I don’t own a gun. Never have. Not because of any overt political or personal views, but for the simple reason that I am a goofball and I would most likely use that weapon to shoot my own feet, an ineptitude I’ve passed on to my son.
We were visiting family; it was a father-and-son vacation to the motherland, the red dirt state of my birth, Alabama, where sons are born with a gun in one hand and a football in the other. We arrived on my nephew’s birthday. My nephew was getting a gun.
Not a real gun: he was buying an airsoft pistol — it shoots tiny little plastic beads that couldn’t hurt a fly. My sister loaded her van full of boys and we went to the local fake arms dealer, a sports store, where my son found himself standing before a wall of fake firearms.
“Can I have a gun? Everyone else has one.”
Kid logic. It seems stupid in retrospect, but something about the lure of fake weaponry and the realization that without a fake gun my son would be fake unarmed alarmed me in the dark recesses of my cowboy brain. Plus, my wife wasn’t there. So I got two.

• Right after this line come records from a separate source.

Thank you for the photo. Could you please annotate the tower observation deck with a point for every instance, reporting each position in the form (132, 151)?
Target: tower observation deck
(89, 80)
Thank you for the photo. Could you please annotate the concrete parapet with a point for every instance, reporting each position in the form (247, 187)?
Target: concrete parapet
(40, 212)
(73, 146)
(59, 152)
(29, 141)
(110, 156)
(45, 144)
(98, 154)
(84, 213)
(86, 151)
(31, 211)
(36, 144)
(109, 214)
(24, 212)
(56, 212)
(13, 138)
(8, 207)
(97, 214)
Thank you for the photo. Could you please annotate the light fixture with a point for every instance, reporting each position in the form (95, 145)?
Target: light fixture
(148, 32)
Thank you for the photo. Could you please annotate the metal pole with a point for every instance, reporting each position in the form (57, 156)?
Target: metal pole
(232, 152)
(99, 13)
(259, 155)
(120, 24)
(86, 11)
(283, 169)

Back at the party, the adults were drinking sweet iced tea in the kitchen while the boys slaughtered each other in the basement. My son showed up.
“They’re shooting me!”
“Well, shoot back.”
“What’s the problem?”
“Welcome to Alabama, kid.”
Ten minutes later, two cousins appeared.
“We think Connor should sit this one out.”
“He’s shooting us while we reload.”
“Welcome to Chicago, kid.”
I went in the basement. There was my son, eyes wild, a gun in both hands, laughing maniacally, shooting neon green plastic balls in every direction while my nephews hid behind a couch and tried to ignore him. I dragged him upstairs for a talk.

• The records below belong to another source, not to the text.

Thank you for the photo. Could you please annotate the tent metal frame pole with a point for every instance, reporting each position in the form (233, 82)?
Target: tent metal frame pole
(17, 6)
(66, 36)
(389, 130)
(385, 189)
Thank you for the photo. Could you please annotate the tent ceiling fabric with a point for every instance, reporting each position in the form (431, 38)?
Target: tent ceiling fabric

“I think it’s time to put the gun away.”
He waved the gun around like a drunken Nicaraguan dictator.
“Dad, it’s totally saf—“
He’s cut off by a loud click — the only sound these guns make — and remained silent for a split second, as his eyes widened and we both looked down at his index finger, wrapped snugly over the barrel of the fake gun, a finger rapidly turning crimson. The scream came from deep within him, where it had been wrapped around his spleen, patiently waiting to deploy; now it uncurled and filled the house with a splenetic wail of oh-my-god-I-shot-myself.
This was one of those moments where a true dad, a good dad, a Tom Hanks-in-the-role-of-dad dad, would take a knee, soothe the boy’s affliction, and teach a life lesson.
You know where this is going, right?
I fell out of my chair. I laughed so hard I almost choked. Was my son crying? Yes, yes, he was. Was it my fault? Yes. Absolutely. Entirely. Did any of that stop me from laughing? No. It. Did. Not.
Because that’s a life lesson as valuable as anything Tom Hanks could offer: sometimes, you’re an idiot. Being aware of one’s capability for genuine stupidity is important. When my son is a man and he fantasizes about buying a gun, he’ll look at his finger and remember he’s an idiot and go to a bookstore.